Severina Branca

Alguns poetas cantam exaltando a vida sofrida de personagens do cotidiano, como se a literatura já fosse inerente a alma. O poeta Gilmar Leite, do sertão de São José do Egito, cidadezinha pernambucana, em seus versos canta uma louvação a uma prostituta que viveu nos anos 70. No tempo em que as meretrizes eram pobres ou de pouca beleza, vendendo o corpo para alimentar seus filhos, muitas vezes de pais que não assumiram, e sem o amparo dos órgãos governamentais, Severina Branca foi a pioneira naquele recanto sertanejo de pouca fartura.

Na voz de Severina Branca, o poeta Gilmar Leite decanta a alma romântica do “eu oprimido”, esmagada pela solidão e pela brutalidade do mundo. Uma espessa melancolia se apossa dos seus versos, e por todos os lados vê-se o lado sombrio e inútil da existência. Ao sentir que os seus vínculos com o mundo foram rompidos, o poeta apega-se no próprio “eu”. Um “eu” incômodo, estranho, que ameaça ora com o caos, ora com o êxtase, ao mesmo tempo um “eu” angustiado, incapaz de transformar o mundo. O poeta utiliza aspectos da literatura romântica com gritos de subjetividades que confessam seus medos e sofrimentos.

A vida de Severina Branca não era fácil, não sabia ler e ninguém acreditava que ela podia desenvolver uma atividade remunerada. Muitas vezes tentou arrumar um trabalho digno e não o teve. Bateu de porta em porta e criou calos nos pés de tanto andar! Negaram o emprego, negaram o amor e a jogaram na rua, o caminho foi o pior possível, o da “prostituição”.

Acordava cedo, fazia o café e servia aos cinco filhos. Pediam a benção e ela os abençoava com ternura. Severina amava seus filhos e os filhos amavam Severina.

Vivia assim Severina, cuidando dos filhos e levando a vida. À noite Severina era a mais bonita e saía para o trabalho. Ela voltava sempre, passava no mercado e comprava o trigo, o leite, o arroz e o feijão.

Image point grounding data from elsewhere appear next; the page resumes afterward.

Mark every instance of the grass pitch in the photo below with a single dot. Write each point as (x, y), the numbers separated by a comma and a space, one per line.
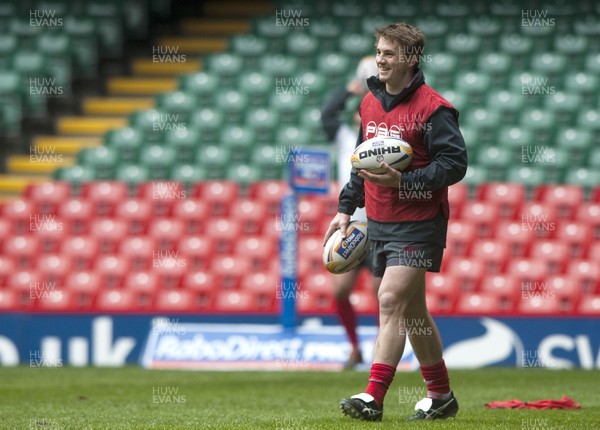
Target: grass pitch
(134, 398)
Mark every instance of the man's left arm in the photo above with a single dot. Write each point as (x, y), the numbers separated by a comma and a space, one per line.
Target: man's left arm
(447, 150)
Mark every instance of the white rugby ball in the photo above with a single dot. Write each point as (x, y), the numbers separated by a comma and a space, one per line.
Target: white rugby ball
(394, 151)
(341, 255)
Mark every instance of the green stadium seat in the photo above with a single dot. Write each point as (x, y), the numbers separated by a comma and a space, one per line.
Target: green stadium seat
(132, 174)
(495, 159)
(356, 45)
(214, 160)
(436, 29)
(202, 85)
(185, 141)
(474, 85)
(541, 123)
(287, 105)
(239, 140)
(159, 160)
(82, 32)
(485, 121)
(270, 160)
(304, 47)
(263, 122)
(250, 47)
(443, 67)
(589, 120)
(228, 66)
(210, 122)
(586, 178)
(188, 174)
(334, 67)
(530, 176)
(328, 31)
(101, 159)
(127, 142)
(497, 66)
(550, 65)
(244, 174)
(257, 86)
(177, 103)
(573, 47)
(465, 47)
(11, 106)
(279, 65)
(233, 104)
(577, 142)
(508, 103)
(517, 47)
(565, 107)
(487, 28)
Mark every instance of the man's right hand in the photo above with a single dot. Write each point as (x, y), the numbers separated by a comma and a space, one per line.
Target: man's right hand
(340, 221)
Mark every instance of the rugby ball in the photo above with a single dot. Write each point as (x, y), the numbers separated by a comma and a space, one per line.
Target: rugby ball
(394, 151)
(341, 255)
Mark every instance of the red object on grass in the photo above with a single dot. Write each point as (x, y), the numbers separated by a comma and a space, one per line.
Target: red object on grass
(564, 403)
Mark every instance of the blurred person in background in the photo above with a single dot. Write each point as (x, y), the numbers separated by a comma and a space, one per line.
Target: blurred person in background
(344, 136)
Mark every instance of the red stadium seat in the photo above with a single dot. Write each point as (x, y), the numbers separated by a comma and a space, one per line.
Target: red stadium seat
(9, 300)
(527, 271)
(576, 236)
(459, 238)
(48, 196)
(505, 287)
(136, 213)
(218, 195)
(494, 254)
(138, 251)
(507, 196)
(109, 233)
(565, 291)
(234, 301)
(20, 213)
(478, 304)
(589, 305)
(589, 214)
(224, 232)
(193, 212)
(458, 194)
(251, 214)
(175, 301)
(84, 286)
(229, 270)
(112, 300)
(565, 199)
(585, 274)
(539, 218)
(76, 213)
(53, 268)
(161, 195)
(270, 193)
(166, 232)
(112, 269)
(518, 238)
(446, 289)
(467, 271)
(24, 250)
(554, 254)
(483, 215)
(261, 251)
(104, 196)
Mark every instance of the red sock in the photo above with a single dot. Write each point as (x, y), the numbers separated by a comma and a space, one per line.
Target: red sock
(379, 381)
(436, 379)
(347, 317)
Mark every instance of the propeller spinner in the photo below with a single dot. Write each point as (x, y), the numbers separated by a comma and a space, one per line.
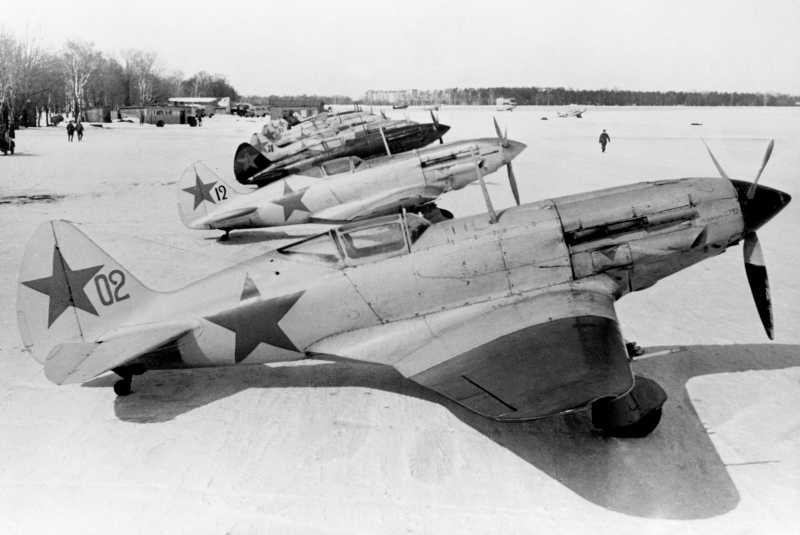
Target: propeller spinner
(759, 204)
(512, 180)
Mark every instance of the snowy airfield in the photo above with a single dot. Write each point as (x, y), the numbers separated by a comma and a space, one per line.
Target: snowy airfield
(345, 448)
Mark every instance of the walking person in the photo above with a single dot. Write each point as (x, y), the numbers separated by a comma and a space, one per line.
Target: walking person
(604, 138)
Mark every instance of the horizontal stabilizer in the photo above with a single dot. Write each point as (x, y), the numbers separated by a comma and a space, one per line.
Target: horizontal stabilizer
(289, 232)
(79, 362)
(232, 214)
(383, 202)
(248, 162)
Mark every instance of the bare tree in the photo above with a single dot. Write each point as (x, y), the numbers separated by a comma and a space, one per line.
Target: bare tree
(20, 64)
(80, 61)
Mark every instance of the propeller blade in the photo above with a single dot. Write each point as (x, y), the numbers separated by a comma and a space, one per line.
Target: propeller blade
(716, 163)
(513, 182)
(752, 191)
(759, 282)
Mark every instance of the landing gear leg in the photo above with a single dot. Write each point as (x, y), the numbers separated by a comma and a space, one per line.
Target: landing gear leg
(634, 415)
(633, 349)
(123, 386)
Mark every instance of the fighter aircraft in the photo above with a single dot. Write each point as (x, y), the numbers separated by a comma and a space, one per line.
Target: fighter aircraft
(252, 167)
(509, 314)
(573, 113)
(281, 135)
(342, 190)
(306, 142)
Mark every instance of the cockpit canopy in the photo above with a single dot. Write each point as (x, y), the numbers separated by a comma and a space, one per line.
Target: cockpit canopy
(361, 242)
(339, 166)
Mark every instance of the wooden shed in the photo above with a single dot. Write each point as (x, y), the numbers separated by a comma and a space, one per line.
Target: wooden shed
(97, 114)
(304, 107)
(158, 115)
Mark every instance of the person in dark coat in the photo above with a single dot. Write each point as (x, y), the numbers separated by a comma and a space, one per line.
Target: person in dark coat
(604, 138)
(6, 143)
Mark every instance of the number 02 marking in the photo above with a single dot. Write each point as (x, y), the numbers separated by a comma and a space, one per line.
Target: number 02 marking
(104, 287)
(221, 192)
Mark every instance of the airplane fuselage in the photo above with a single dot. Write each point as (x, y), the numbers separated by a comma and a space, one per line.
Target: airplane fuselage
(370, 145)
(367, 290)
(299, 199)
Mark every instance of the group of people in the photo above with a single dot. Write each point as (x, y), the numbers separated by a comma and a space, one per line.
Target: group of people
(72, 128)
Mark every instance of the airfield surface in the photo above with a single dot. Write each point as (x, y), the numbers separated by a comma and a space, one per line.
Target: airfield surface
(346, 448)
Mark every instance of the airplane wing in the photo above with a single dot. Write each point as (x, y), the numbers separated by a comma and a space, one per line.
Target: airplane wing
(80, 362)
(386, 201)
(527, 358)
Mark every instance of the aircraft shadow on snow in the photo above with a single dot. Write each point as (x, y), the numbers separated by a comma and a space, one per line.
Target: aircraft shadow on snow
(675, 473)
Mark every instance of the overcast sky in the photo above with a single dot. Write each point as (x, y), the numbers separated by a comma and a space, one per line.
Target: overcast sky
(347, 47)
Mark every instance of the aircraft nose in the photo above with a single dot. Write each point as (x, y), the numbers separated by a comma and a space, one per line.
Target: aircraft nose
(512, 150)
(765, 204)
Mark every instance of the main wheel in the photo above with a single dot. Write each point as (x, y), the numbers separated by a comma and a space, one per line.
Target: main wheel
(122, 387)
(640, 429)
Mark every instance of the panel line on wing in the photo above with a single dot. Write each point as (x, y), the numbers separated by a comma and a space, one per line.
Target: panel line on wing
(513, 409)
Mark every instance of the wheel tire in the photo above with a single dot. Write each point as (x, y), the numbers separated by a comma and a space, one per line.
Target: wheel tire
(122, 388)
(640, 429)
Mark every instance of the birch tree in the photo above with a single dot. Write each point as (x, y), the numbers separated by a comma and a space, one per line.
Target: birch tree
(80, 61)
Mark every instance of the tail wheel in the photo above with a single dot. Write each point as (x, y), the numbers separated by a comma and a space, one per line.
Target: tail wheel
(122, 387)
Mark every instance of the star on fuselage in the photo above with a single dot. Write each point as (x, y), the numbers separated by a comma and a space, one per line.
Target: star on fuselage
(65, 287)
(201, 192)
(292, 201)
(255, 320)
(246, 161)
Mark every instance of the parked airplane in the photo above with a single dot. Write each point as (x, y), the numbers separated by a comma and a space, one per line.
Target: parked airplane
(278, 151)
(252, 167)
(342, 190)
(573, 113)
(511, 316)
(506, 104)
(282, 135)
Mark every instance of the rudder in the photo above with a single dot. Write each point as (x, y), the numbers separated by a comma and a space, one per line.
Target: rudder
(200, 192)
(71, 291)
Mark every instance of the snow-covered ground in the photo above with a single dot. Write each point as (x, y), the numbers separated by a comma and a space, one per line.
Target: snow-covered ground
(346, 448)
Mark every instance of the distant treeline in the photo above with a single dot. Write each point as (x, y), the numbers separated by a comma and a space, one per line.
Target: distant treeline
(256, 100)
(34, 78)
(559, 96)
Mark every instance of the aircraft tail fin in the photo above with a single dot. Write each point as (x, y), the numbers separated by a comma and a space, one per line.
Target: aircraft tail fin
(248, 162)
(200, 192)
(71, 291)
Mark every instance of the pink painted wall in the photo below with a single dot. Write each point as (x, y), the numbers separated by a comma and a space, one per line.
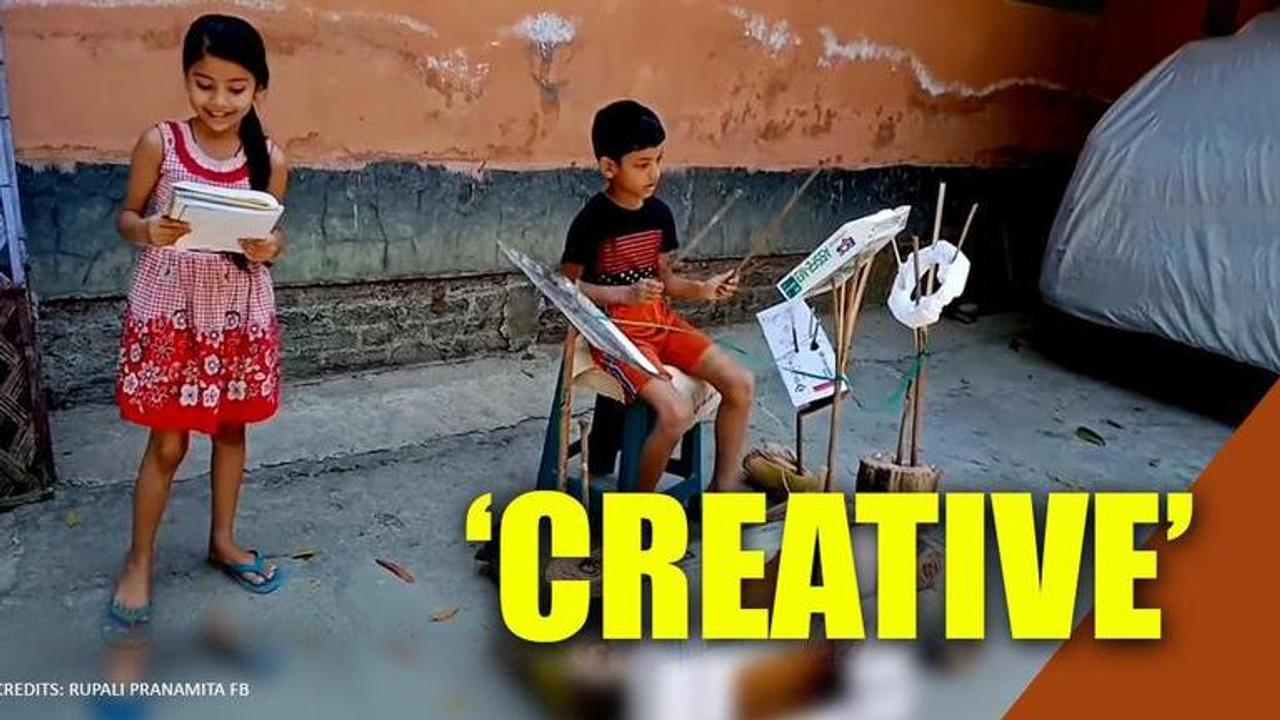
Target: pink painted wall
(759, 83)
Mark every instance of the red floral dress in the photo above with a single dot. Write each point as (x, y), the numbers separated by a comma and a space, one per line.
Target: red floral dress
(201, 345)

Gilmar Leite vivia em conformidade com o artista romântico, com o “mundo cruel”, com uma série de procedimentos de fuga, dando voz à Severina Branca, cujo silêncio da noite é a única testemunha daquela vida de muitos pecados. Já que a sociedade não quer escutá-la ou não sabe compreendê-la, já que ela está perdida numa realidade incômoda e brutal, já que a tentativa de escapar dessa noite silenciosa está abrindo seu coração para as amarguras da vida.

De alguma maneira, o lirismo desse poeta pernambucano alcançou o grau laudatório dos grandes poetas românticos, conduzindo seus versos para o encantamento, revelado na voz de Severina Branca.

Então, esqueçam os momentos tristes da vida e plante uma semente de amor no coração das pessoas. “Paz no céu e na terra, paz entre todos os povos, paz nos nossos corações” (Papa Francisco).